Here are some of the wildest and most overused excuses University of Houston students have shared or heard. These anonymous students have managed to top even the timeless dog-eating-homework tale with excuses that range from desperate to downright unbelievable.

Family Emergencies and Technical Difficulties

Timeless go-to excuses include a sick family member, a sudden emergency or an unavoidable accident. 

“My grandma’s in the hospital,” some students say. 

Others say, “My sibling was admitted to the ER last night.”

Some even say, “I got into a car accident on the way to campus.” 

These kinds of excuses are hard to argue with and sometimes completely true. Professors, however, admit they can spot when a student stretches a story just a little too far. 

A UH professor recalled their own bizarre excuse slip-up from their graduate school days. They emailed the same professor about the death of their grandmother twice in one semester.

Chronic procrastinators believe they’ve cracked the excuse code for digital submissions, though.

“I accidentally submitted the wrong file,” they say, when in reality they just submitted a blank document named Final_Essay_REAL(2).docx. This trick has saved more students than imagined. 

Unbelievable and Bizarre Excuses

It is oddly impressive how quickly college students can turn a moment of panic into a full-blown creative exercise. It is even more oddly impressive when the excuses are unbelievable and bizarre, but also true.

The following are a mix of UH and non-UH student excuse stories.

“I was late once because someone threw my bike into a tree,” one student said. “Someone must have tried to steal it, got frustrated when it wouldn’t ride, and just launched it into a tree.” 

As crazy as it sounded, the student had a photo of their bike dangling from the branches to prove it.
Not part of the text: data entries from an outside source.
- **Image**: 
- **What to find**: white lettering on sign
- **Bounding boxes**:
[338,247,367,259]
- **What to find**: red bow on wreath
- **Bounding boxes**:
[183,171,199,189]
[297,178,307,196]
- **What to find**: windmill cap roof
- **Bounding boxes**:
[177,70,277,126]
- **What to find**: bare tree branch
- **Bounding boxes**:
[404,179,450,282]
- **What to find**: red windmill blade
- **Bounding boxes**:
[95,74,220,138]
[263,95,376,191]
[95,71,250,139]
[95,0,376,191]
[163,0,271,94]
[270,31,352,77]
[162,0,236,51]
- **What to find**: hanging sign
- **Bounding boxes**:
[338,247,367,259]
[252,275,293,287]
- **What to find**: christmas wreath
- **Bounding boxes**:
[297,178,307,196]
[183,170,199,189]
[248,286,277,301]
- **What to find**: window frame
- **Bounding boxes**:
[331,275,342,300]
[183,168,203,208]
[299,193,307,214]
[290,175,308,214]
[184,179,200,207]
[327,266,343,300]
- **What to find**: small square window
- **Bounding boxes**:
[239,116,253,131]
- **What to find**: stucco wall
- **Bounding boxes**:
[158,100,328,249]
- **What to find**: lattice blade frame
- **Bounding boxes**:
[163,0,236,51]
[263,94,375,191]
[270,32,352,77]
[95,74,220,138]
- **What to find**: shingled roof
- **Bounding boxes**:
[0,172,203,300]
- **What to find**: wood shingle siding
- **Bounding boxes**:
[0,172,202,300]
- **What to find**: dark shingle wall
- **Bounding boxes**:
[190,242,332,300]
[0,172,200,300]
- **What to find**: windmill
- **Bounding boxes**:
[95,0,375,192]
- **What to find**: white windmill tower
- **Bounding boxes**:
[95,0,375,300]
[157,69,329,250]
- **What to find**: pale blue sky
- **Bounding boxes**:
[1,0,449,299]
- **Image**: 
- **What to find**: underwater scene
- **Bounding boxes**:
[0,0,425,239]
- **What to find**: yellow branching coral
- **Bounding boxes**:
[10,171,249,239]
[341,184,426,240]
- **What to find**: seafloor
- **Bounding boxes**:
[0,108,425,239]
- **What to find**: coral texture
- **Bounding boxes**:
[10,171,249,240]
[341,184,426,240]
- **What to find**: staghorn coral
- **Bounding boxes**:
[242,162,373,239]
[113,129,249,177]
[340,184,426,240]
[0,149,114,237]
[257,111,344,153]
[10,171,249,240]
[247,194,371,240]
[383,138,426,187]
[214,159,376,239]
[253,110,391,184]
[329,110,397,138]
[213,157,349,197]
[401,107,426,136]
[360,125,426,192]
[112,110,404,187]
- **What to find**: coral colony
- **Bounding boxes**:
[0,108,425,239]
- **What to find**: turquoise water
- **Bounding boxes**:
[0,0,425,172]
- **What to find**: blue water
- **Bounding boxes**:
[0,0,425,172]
Another student recalled missing an in-class assignment because one of the legendary campus squirrels had bitten them. 

“I was trying to feed one of the squirrels, and the squirrel bit part of my finger with the granola bar,” they said.

Then, there’s the student who walked in more than 20 minutes late holding a Starbucks cup in one hand and a bag of pastries in the other. 

“Sorry for being late, Professor. The bus broke down on the way here,” they said. The croissant crumbs, however, were telling a slightly different story. 

And just when you think you’ve heard it all, one student sent what might be the most relatable—and unintentionally hilarious—excuse email. 

“Hi Professor! This might be the weirdest email you’ve gotten, but I have a dumb excuse for not being in class right now,” they said, starting off the email with accountability.

“I’ve been walking around looking for the classroom for 30 minutes, and I can’t seem to find it. My feet r literally hurting as I write this email to you,” they added. “I don’t know where the classroom is, and I think it is because of all the construction going on.”

Anyone who has spent 30 minutes wandering around campus unable to find a classroom, largely thanks to the continuous construction on UH’s campus, may relate to the validity of this email.

The email ended, “If I don’t make it to class, it’s because I couldn’t find it. I am so sorry for bothering you with this weird email. I shall go continue trying to find the class.”

The email was a chaotic combination of honesty, exhaustion and panic punctuated with spelling and capitalization errors here and there. 

As with this case, sometimes the truth itself can be completely valid. You don’t need a fake hospital visit or a tech failure.